Commodity issues lead advance in Europe following economic data
The equity markets in Europe remain higher in late-day action, led by oil & gas issues and basic materials issues, on the heels of favorable manufacturing activity reports, which complimented the US report. Manufacturing reports showed PMI data in Italy, France, the UK, and Germany—Europe’s largest economy—all exceeded economists’ forecasts, leading to an upward revision to the January euro-zone PMI Manufacturing report. Other favorable reports across the pond included: a larger-than-expected drop in German unemployment, the euro-zone unemployment rate came in below expectations, and UK home prices declined by a smaller rate than anticipated. However, rising inflationary pressures were evident as French producer prices rose more than projected. Meanwhile, equity news is mixed, with the technology sector being supported by a solid gain in shares of Infineon Technologies AG (IFNNY $11) after the chipmaker posted better-than-expected 1Q profits and raised its full-year outlook. However, shares of BP Plc. (BP $47) are being bogged down by the energy firm’s 4Q earnings that missed analysts’ forecasts, overshadowing the announcement that it will resume its quarterly dividend payment, which was suspended to help cover costs of the Gulf of Mexico oil spill. BP will pay a quarterly dividend of $0.07 per share, down from the $0.14 per share that was being paid out before the oil spill. The advance in Europe comes despite continued uneasiness toward the political unrest in Egypt, whose markets remained closed due to the turmoil.
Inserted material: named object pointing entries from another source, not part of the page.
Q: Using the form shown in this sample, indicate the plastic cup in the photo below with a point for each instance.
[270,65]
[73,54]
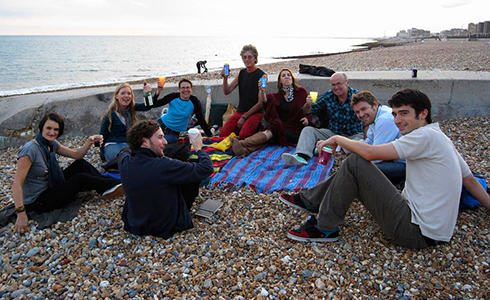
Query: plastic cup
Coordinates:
[263,82]
[313,96]
[325,155]
[162,80]
[193,132]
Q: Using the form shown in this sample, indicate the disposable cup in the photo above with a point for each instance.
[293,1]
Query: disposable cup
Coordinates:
[162,80]
[313,96]
[325,155]
[263,82]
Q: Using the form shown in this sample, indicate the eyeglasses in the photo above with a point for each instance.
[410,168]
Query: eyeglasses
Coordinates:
[337,84]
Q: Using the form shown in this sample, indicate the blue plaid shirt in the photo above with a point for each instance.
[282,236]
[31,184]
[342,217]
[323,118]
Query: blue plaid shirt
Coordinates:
[341,118]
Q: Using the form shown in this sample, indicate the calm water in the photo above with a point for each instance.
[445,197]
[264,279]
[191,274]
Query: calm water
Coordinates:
[45,63]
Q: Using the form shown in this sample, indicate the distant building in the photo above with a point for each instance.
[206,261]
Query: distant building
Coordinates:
[413,33]
[480,29]
[472,28]
[455,32]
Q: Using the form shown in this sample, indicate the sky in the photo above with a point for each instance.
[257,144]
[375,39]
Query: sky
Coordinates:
[285,18]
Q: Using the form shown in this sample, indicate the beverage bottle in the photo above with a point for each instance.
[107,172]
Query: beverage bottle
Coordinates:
[147,95]
[325,155]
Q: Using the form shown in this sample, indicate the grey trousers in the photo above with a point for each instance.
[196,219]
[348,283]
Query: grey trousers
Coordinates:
[361,179]
[310,135]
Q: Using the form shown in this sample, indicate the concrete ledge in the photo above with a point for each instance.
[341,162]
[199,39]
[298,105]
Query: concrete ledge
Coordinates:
[453,94]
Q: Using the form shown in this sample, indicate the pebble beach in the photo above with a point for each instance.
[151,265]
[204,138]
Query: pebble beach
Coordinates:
[242,252]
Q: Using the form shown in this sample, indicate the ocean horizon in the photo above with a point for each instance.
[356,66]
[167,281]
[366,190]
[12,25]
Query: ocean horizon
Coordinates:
[50,63]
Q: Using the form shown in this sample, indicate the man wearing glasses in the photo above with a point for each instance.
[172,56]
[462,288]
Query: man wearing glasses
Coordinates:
[180,109]
[336,118]
[245,122]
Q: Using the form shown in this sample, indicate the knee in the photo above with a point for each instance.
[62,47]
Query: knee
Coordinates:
[356,159]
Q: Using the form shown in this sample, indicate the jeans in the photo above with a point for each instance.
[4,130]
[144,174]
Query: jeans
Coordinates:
[394,170]
[111,150]
[80,176]
[362,180]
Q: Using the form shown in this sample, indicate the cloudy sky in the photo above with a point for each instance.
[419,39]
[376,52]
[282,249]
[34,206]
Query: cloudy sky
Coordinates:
[315,18]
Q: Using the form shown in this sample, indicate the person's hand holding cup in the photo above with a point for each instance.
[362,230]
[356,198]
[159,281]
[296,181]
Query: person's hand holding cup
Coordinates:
[314,96]
[97,139]
[195,138]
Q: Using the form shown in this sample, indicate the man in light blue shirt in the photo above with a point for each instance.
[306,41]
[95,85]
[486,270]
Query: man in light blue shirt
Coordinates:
[382,130]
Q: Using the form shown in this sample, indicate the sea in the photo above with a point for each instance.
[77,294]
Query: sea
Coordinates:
[31,64]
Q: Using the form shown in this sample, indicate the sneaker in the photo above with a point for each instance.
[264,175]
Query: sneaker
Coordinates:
[113,192]
[293,159]
[309,232]
[296,202]
[315,152]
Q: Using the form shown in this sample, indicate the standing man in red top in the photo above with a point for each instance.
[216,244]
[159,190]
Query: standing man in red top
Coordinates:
[245,122]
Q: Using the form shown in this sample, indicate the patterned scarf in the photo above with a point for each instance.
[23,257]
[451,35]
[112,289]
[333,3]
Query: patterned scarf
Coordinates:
[289,89]
[55,174]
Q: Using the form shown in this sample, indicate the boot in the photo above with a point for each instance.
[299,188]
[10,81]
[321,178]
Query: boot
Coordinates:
[248,145]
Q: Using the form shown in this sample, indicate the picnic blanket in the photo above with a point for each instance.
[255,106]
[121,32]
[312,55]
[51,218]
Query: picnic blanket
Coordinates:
[265,172]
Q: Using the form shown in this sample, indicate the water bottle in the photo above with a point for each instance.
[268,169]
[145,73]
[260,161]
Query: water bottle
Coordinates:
[148,96]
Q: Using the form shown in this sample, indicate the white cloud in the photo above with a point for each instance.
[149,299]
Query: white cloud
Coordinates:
[354,18]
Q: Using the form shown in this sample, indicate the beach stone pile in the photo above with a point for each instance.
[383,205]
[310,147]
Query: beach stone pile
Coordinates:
[242,252]
[451,55]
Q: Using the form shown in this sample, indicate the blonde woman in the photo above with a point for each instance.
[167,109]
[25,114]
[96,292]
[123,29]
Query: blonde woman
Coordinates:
[120,116]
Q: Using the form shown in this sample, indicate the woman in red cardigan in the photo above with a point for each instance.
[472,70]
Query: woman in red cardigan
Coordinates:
[283,114]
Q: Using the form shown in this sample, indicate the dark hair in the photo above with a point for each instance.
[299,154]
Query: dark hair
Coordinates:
[365,96]
[140,130]
[252,49]
[279,84]
[55,118]
[415,99]
[185,80]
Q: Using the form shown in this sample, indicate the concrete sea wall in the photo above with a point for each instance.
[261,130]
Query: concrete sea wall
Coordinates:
[453,95]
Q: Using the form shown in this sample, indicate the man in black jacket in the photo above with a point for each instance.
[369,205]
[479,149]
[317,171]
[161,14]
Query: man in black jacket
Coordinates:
[154,184]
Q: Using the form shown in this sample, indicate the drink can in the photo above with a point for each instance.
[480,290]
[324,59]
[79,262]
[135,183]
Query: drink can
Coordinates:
[263,82]
[325,155]
[193,132]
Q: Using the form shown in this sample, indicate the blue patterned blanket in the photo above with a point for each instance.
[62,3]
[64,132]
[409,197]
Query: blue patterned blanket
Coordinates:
[265,172]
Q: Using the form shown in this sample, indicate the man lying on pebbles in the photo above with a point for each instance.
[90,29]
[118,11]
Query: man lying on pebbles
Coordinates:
[425,213]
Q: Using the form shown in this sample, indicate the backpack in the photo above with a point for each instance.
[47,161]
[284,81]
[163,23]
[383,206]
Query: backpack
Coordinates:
[467,201]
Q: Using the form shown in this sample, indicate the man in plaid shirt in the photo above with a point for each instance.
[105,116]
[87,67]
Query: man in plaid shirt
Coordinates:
[332,108]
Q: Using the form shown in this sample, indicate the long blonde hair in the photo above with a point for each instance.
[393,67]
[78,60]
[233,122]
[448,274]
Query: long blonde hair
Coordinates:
[115,107]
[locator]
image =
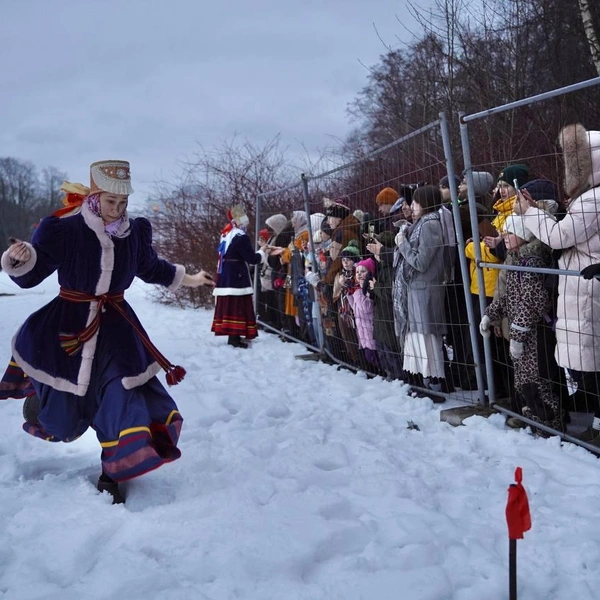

The UK FTSE 100 Index is rising 1.6%, France’s CAC-40 Index is gaining 1.7%, Germany’s DAX Index is advancing 1.5%, and Italy’s FTSE MIB Index is increasing 2.0%.
Asia mostly higher amid earnings optimism and mixed data
Stocks in Asia were mostly higher, with Japan’s Nikkei 225 Index rising 0.4% as favorable sentiment toward corporate profits in the region, along with the improving economic data in the US—where major Japanese companies have business exposure—helped soothe concerns about the economic impact of the political unrest in the Middle East. Shares of Honda Motor Co. (HMC $44) rose solidly to help the advance after the automaker’s increased full-year profit outlook, on improved demand in the US, overshadowed its 3Q profits that missed analysts’ forecasts. Meanwhile, stocks in China managed to gain ground following reports on the nation’s manufacturing activity, with the Hong Kong Hang Seng Index increasing 0.2% and the Shanghai Composite Index gaining 0.3%. The gains came ahead of the week-long Lunar New Year holiday in China that begins tomorrow, and amid separate Manufacturing PMI releases that the activity continued to expand but input prices also accelerated, fostering concerns about inflation and the possibility of monetary policy tightening in the region. These concerns were also evident in the reaction to India’s Manufacturing PMI report, which showed activity expanded at an accelerated rate, and the nation’s BSE Sensex 30 Index fell 1.7%.
Elsewhere, Australian stocks finished flat after the Reserve Bank of Australia kept its benchmark interest rate unchanged at 4.75%, as it weighs elevated near-term commodity prices and the economic impact of the massive flooding the region saw recently. Finally, South Korea’s Kospi Index rose 0.1% amid the upbeat sentiment toward the corporate sector and following reports that showed consumer prices rose more than expected and the nation’s trade surplus shrunk by a smaller amount than expected.